Query the number of tensor cores on the GPU?

Is there any CUDA API available? Seems like cudaDeviceGetAttribute is not able to get the tensor core count.

Haven’t got any replies yet

No API exists for that, at least not at the level of the CUDA runtime. See content of cudaDeviceProp: CUDA Runtime API :: CUDA Toolkit Documentation

Why do you need to know? In my thinking, this should be an implementation artifact transparent to CUDA applications.

We want to calculate the maximum tensor core perf we could get on different GPUs

And why is that? I sense a possible XY-problem here.

FWIW, the number of tensor cores does not necessarily translate straight into some theoretical speed-of-light performance number, as there could be multiple different kinds of tensor cores, each with different performance characteristics.

  1. We know exactly the data types we are using
  2. We hard code the number of tensor cores for each data type
  3. We calculate the peak perf

Now that we want to use an API for step 2 instead of hard coding

I think I expressed myself poorly. Let me try again:

Why do you want/need to “calculate the peak perf”? What does the application do with that data?

In any event, if you would like to propose changes to CUDA APIs, you can always file an enhancement request with NVIDIA (via the bug reporting page).

Why do you want/need to “calculate the peak perf”? What does the application do with that data?

We are not building applications. We are working on the triton compiler, which targets optimal perf for kernels that use tensor cores. We capture all data types when compiling the kernel. So for testing purpose, we want to know what’s the gap between the current perf and the theoretical perf peak.

The legacy solution, like I mentioned, reads the GPU arch (e.g., sm_70) and looks up a configuration table we put together.

Thanks for the explanation.

I am not sure comparing against some theoretical never-to-be-exceeded speed-of-light value is the best way to track the performance of compiled kernels. There are various hardware-related factors that could cause any particular kernel to fall far short of that mark that a compiler has no control over.
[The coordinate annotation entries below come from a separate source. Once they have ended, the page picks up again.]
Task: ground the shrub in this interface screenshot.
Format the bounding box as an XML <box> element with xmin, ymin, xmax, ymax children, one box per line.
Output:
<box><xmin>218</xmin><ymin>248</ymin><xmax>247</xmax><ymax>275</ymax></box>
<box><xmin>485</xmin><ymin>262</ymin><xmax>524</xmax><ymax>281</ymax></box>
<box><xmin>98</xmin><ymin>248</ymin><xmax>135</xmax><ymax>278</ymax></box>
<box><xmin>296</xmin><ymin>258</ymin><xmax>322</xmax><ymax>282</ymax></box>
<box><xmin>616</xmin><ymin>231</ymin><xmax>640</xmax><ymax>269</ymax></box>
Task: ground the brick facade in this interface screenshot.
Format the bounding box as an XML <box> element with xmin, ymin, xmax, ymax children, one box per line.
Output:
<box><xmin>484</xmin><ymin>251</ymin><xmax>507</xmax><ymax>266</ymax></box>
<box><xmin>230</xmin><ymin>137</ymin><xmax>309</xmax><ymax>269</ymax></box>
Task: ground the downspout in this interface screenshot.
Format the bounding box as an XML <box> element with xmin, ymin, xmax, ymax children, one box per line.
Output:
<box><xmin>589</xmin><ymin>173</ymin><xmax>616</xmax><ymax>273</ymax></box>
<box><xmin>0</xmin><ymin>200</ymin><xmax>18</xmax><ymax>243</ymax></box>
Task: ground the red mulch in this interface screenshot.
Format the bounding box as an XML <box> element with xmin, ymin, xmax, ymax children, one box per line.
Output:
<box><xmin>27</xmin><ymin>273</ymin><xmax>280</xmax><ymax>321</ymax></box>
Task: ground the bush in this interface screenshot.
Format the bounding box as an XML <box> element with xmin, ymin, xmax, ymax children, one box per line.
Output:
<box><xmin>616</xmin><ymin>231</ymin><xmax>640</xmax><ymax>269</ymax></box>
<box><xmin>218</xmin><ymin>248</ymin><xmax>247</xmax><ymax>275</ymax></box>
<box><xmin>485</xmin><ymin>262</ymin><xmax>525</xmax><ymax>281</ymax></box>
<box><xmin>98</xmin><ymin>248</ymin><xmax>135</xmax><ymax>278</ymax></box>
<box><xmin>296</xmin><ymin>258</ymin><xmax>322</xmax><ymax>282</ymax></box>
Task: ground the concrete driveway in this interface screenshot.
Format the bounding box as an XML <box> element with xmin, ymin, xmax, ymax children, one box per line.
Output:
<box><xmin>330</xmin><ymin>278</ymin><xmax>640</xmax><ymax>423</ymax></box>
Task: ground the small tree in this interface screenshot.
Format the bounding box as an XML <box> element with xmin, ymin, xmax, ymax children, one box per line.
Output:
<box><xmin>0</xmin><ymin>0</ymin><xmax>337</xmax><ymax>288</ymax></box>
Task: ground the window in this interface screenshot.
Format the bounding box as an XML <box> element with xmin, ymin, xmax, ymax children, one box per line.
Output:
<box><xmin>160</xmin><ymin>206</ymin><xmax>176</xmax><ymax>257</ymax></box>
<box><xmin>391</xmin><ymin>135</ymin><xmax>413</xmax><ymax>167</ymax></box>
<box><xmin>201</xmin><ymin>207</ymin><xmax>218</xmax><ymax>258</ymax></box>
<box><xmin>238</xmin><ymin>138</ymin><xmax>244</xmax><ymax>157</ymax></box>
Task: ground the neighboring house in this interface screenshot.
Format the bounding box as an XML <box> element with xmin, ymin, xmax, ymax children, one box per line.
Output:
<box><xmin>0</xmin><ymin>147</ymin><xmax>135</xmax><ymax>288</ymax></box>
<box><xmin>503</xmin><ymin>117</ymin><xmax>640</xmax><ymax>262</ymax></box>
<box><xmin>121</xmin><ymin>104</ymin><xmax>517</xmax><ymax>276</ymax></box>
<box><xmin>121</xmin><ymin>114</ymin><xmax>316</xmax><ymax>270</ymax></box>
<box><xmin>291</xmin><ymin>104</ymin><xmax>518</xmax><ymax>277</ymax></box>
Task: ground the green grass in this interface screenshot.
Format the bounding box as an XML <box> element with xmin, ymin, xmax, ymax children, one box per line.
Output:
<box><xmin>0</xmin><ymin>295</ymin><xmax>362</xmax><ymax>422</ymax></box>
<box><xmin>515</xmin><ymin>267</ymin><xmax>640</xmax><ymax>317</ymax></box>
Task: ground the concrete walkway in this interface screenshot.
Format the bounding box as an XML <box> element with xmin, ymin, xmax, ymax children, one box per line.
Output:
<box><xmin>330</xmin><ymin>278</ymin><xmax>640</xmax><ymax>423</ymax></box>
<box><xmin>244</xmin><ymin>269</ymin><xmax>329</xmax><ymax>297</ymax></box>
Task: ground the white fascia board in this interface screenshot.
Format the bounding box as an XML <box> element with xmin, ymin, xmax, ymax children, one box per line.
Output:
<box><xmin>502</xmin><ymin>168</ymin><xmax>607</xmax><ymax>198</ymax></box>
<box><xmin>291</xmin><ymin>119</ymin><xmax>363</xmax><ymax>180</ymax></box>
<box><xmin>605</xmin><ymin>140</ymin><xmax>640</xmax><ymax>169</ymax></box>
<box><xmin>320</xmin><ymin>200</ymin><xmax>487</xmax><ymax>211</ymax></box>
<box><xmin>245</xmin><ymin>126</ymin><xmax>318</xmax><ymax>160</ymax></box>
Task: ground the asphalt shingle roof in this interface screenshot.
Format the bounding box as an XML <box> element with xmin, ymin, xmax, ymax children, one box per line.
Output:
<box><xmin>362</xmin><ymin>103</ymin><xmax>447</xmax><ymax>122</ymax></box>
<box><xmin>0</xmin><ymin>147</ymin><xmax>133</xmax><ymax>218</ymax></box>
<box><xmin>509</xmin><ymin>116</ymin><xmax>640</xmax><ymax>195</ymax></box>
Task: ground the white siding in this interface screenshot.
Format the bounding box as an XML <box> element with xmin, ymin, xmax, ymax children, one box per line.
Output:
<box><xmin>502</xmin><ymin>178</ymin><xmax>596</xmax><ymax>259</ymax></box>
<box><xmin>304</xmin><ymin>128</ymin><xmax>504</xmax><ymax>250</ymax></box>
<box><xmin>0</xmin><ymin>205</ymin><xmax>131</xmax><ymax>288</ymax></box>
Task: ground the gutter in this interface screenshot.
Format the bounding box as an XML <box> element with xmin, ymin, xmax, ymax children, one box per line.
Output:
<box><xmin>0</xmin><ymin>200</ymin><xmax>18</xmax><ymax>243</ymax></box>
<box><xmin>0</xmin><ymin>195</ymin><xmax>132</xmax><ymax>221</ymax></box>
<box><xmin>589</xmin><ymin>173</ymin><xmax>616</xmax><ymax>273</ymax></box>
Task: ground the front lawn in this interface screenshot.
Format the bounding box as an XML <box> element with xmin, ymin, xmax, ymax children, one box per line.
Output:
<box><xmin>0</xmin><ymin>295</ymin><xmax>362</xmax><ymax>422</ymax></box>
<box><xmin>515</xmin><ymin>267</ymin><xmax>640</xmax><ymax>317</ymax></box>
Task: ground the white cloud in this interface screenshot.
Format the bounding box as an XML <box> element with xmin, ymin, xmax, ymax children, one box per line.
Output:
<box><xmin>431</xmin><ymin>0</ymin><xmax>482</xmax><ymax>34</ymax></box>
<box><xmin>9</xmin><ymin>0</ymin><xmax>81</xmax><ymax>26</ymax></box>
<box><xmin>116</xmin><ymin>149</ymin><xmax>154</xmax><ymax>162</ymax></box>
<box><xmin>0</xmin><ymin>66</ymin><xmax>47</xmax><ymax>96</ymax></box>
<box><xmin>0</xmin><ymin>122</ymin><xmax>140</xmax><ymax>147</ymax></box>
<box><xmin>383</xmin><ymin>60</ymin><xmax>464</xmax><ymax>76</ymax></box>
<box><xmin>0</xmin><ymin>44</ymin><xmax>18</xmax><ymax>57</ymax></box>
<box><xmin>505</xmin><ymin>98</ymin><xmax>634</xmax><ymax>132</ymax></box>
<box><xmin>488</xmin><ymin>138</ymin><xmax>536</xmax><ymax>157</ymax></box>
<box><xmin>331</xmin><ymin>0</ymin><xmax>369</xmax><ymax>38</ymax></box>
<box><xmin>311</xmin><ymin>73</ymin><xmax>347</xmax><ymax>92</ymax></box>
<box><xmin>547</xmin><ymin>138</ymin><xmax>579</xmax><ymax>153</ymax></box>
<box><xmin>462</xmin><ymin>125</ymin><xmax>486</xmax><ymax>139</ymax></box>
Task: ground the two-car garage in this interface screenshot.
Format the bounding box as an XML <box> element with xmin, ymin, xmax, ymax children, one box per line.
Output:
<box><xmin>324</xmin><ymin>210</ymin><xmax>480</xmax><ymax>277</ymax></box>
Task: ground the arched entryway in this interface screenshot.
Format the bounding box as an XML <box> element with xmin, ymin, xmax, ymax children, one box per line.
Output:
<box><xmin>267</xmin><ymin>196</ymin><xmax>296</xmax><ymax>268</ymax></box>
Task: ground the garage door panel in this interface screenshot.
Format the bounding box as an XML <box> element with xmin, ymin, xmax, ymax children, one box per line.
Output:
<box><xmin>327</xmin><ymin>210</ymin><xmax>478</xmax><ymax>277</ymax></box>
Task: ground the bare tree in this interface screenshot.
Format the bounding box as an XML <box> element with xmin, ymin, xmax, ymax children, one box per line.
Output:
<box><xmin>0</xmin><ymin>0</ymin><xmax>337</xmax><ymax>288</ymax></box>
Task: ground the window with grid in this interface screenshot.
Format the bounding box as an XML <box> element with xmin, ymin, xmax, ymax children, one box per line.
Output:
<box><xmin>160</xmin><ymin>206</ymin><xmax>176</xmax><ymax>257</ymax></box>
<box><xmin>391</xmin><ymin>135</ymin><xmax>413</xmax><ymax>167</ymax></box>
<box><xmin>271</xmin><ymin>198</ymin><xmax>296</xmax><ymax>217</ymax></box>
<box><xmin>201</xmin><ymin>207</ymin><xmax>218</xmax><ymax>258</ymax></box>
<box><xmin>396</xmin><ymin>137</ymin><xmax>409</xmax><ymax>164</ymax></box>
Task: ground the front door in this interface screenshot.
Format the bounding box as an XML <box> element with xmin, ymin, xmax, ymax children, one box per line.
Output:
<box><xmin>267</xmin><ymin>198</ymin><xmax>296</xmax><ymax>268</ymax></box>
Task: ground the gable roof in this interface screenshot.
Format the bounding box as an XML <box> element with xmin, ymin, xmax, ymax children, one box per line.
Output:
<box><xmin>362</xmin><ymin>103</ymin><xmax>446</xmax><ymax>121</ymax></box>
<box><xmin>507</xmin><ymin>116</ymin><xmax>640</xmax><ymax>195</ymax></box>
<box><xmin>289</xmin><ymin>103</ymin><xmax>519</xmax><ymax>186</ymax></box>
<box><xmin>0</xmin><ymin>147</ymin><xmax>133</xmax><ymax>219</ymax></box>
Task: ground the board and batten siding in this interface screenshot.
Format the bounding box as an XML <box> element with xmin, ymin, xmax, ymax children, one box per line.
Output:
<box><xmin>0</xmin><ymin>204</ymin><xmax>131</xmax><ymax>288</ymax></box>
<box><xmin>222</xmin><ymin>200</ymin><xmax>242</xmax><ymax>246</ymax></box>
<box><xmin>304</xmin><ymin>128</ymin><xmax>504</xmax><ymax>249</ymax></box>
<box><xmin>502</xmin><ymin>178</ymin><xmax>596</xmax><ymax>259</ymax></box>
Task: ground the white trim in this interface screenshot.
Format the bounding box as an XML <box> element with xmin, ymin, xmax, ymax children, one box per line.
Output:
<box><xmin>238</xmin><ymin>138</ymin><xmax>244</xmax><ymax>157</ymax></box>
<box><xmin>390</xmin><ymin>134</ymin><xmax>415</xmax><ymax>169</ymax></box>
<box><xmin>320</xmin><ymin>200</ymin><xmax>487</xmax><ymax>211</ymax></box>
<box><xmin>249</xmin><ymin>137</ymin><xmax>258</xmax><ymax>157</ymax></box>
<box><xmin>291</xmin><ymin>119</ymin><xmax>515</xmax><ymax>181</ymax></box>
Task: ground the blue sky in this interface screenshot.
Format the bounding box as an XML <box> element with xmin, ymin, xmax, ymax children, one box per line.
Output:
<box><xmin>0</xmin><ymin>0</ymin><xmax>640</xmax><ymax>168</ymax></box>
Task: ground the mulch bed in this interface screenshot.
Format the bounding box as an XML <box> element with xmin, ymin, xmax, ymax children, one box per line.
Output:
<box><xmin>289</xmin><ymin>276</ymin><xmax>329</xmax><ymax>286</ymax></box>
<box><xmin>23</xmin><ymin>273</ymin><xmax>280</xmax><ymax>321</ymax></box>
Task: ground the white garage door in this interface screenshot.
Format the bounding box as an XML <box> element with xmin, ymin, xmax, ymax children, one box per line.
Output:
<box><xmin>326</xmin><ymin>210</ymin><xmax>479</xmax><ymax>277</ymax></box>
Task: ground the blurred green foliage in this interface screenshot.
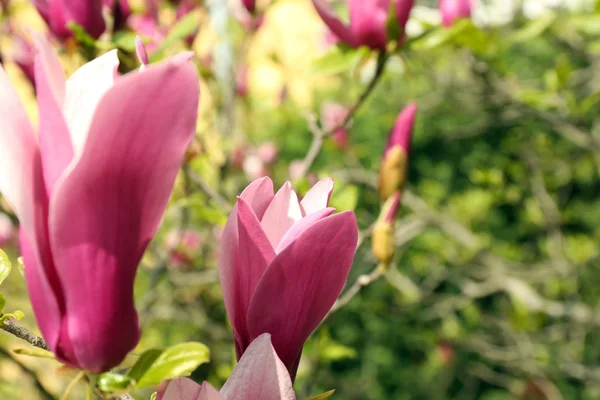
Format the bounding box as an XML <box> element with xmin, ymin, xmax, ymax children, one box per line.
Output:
<box><xmin>0</xmin><ymin>0</ymin><xmax>600</xmax><ymax>400</ymax></box>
An example would be setting HPCG performance in relation to theoretical FLOPS, which has no practical relevance in my book.

Tracking test kernel performance over time (through compiler versions) and making sure it is monotonically increasing would be my preference. I have worked with compiler developers fairly extensively. But I accept that different philosophies exist.

Thanks for the reply!

To be clear, we are not using “comparing against some theoretical” to test every GPU kernel we are working on. In addition, we are also computing arithmetic intensity to get rooflines, but unlike nsight-compute, we want to get tensor core rooflines but not only fp32/fp64 rooflines. (Not sure if ncu has tensor core rooflines now, but if it has, I suppose nvidia should expose the API).

Creating a roof-line model makes sense, of course. This is good background information you would want to include should you decide to file an RFE (enhancement request) with NVIDIA.

Got you. Thanks for letting me know.